Ali Mohammed al-Nimr was arrested in February 2012 and accused of taking part in anti-government protests and illegally possessing firearms.
He was sentenced to death by crucifixion in 2014 following a signed confession that came after a court had failed to prove the charges against him.
His sentence is due to be carried out by beheading and crucifixion, a method that involves removing the head of the prisoner and tying their headless body to a cross.
According to human rights groups, the case against the now 20-year-old Mr Al-Nimr hinges on his family connection to Sheikh Nimr al-Nimr, a 53-year-old critic of the Saudi regime, and the teen’s uncle.
The elder Mr al-Nimr is scheduled to be executed by crucifixion this week and activists fear the younger Mr al-Nimr will be executed shortly afterwards.

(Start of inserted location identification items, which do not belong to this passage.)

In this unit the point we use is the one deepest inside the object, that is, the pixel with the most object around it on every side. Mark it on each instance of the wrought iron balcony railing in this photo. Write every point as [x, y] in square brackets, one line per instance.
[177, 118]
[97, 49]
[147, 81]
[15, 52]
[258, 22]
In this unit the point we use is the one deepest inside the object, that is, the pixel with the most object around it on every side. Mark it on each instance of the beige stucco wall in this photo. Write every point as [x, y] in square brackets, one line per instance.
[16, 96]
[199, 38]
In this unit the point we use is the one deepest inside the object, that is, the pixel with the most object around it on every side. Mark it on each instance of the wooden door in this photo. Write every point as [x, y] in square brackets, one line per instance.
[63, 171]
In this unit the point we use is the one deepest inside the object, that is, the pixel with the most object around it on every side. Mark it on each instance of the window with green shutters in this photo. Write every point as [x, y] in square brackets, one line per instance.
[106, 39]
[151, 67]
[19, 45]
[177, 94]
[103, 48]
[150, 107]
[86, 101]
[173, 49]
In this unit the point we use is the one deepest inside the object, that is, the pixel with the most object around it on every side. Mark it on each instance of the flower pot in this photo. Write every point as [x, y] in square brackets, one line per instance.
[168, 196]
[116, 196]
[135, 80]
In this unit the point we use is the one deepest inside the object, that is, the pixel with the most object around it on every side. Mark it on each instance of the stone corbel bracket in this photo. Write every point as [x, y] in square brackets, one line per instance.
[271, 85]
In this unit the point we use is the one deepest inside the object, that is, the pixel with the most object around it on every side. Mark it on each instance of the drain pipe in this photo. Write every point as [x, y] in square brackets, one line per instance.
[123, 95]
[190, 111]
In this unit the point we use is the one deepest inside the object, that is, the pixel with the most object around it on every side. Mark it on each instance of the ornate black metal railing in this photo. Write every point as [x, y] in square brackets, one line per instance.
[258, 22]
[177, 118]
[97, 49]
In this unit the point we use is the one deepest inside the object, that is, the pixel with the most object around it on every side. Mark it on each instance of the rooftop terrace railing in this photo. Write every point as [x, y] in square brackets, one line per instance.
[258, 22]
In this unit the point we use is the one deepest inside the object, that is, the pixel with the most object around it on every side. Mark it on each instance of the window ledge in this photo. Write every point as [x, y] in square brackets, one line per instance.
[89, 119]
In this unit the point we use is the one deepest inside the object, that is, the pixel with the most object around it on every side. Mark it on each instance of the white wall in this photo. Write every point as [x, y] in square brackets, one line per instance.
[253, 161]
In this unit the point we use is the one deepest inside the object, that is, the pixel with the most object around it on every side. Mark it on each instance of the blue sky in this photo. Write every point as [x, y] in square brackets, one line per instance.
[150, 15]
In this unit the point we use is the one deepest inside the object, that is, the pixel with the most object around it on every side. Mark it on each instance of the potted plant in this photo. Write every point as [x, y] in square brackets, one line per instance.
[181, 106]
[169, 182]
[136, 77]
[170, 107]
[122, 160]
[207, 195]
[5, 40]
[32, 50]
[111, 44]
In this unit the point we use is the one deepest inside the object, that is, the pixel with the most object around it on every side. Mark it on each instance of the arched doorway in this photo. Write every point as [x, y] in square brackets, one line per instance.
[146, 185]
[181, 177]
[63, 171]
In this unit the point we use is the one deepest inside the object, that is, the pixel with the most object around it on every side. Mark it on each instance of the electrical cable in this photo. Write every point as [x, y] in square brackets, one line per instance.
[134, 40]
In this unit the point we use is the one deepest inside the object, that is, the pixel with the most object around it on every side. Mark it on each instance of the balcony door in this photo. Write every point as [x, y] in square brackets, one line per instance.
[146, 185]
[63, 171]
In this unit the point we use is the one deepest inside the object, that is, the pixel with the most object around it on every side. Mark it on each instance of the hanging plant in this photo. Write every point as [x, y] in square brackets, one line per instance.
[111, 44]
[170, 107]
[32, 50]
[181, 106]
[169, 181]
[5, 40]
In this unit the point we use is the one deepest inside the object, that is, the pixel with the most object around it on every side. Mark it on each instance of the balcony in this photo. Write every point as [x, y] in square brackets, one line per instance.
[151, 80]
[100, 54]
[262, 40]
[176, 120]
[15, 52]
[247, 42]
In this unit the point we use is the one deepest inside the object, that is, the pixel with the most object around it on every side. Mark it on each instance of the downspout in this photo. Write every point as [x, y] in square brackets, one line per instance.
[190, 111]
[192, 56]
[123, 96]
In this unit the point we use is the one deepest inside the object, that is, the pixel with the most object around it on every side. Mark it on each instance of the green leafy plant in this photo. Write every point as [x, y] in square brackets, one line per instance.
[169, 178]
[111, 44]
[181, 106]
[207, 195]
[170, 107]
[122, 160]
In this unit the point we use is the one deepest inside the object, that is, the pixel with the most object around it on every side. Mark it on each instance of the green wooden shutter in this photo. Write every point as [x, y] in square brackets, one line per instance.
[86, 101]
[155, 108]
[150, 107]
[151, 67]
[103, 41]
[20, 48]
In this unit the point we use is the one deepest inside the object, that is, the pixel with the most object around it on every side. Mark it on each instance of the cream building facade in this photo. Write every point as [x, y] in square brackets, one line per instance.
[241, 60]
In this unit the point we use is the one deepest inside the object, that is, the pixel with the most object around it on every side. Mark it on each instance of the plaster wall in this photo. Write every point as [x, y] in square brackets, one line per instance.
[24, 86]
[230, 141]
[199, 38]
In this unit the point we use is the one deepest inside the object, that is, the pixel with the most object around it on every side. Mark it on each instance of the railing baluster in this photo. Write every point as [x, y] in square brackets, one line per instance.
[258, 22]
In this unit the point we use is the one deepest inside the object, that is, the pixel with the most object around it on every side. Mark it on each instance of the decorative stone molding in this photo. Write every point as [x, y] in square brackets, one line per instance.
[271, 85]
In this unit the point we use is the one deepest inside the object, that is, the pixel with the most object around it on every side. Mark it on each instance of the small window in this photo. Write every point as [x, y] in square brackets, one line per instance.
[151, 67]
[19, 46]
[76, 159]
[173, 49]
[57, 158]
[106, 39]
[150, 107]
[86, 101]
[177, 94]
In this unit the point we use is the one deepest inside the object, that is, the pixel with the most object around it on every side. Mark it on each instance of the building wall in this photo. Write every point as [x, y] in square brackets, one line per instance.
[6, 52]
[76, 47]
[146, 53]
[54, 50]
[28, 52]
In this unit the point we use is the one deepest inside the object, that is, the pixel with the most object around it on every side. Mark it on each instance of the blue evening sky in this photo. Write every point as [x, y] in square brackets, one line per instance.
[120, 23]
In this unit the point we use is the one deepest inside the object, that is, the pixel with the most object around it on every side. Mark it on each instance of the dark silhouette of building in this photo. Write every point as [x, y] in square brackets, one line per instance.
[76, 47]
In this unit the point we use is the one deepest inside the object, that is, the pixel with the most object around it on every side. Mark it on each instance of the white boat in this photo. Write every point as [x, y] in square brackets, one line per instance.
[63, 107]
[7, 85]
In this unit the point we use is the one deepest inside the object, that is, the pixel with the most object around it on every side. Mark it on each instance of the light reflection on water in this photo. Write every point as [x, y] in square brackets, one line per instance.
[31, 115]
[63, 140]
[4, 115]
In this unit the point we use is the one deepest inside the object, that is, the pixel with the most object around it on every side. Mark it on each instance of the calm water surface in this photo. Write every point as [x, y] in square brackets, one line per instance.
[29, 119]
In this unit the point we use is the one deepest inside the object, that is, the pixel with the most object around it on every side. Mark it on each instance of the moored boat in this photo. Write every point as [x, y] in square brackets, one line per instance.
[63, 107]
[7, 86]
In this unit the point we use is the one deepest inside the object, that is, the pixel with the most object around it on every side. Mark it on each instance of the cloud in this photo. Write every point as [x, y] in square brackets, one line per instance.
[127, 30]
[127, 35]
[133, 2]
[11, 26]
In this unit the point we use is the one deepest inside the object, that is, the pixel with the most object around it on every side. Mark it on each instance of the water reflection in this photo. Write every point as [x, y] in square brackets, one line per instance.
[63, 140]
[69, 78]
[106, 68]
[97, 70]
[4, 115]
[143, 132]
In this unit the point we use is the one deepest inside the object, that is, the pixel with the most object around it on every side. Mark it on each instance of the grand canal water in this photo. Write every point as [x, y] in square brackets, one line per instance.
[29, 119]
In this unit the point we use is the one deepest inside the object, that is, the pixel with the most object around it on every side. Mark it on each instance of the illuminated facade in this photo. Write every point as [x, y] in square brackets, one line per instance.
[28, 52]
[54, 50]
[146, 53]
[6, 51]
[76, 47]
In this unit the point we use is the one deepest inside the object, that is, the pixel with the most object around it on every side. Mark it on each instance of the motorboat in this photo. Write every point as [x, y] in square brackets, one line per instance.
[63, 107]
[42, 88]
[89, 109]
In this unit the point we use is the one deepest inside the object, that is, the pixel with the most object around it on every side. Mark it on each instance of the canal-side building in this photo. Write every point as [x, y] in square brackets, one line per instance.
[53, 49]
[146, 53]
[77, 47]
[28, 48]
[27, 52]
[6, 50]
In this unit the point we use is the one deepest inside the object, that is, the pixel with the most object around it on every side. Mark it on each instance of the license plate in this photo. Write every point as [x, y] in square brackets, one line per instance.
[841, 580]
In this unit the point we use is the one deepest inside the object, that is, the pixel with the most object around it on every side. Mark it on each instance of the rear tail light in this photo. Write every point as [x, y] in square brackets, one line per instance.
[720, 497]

According to Amnesty International, the last time Saudi Arabia beheaded and crucified a prisoner it was in 2013.
“Five Yemeni men were beheaded and crucified, with pictures emerging on social media showing five decapitated bodies hanging from a horizontal pole with their heads wrapped in bags,” the group said.
“The beheading and ‘crucifixion’ took place in front of the University of Jizan where students were taking exams.”
More than 2000 have been put to death in Saudi Arabia in the last 20 years.
Recently international pressure has been applied to free blogger Raif Badawi, who given a 10 years sentence for starting a website for social and political debate in Saudi Arabia.
The prosecution first called for him to be tried for apostasy, which carries a death sentence in Saudi Arabia.
Then, in May of this year, he was sentenced to 10 years in prison and 1000 lashes.
The blogger will receive 50 lashings a week for a year, the court ruled.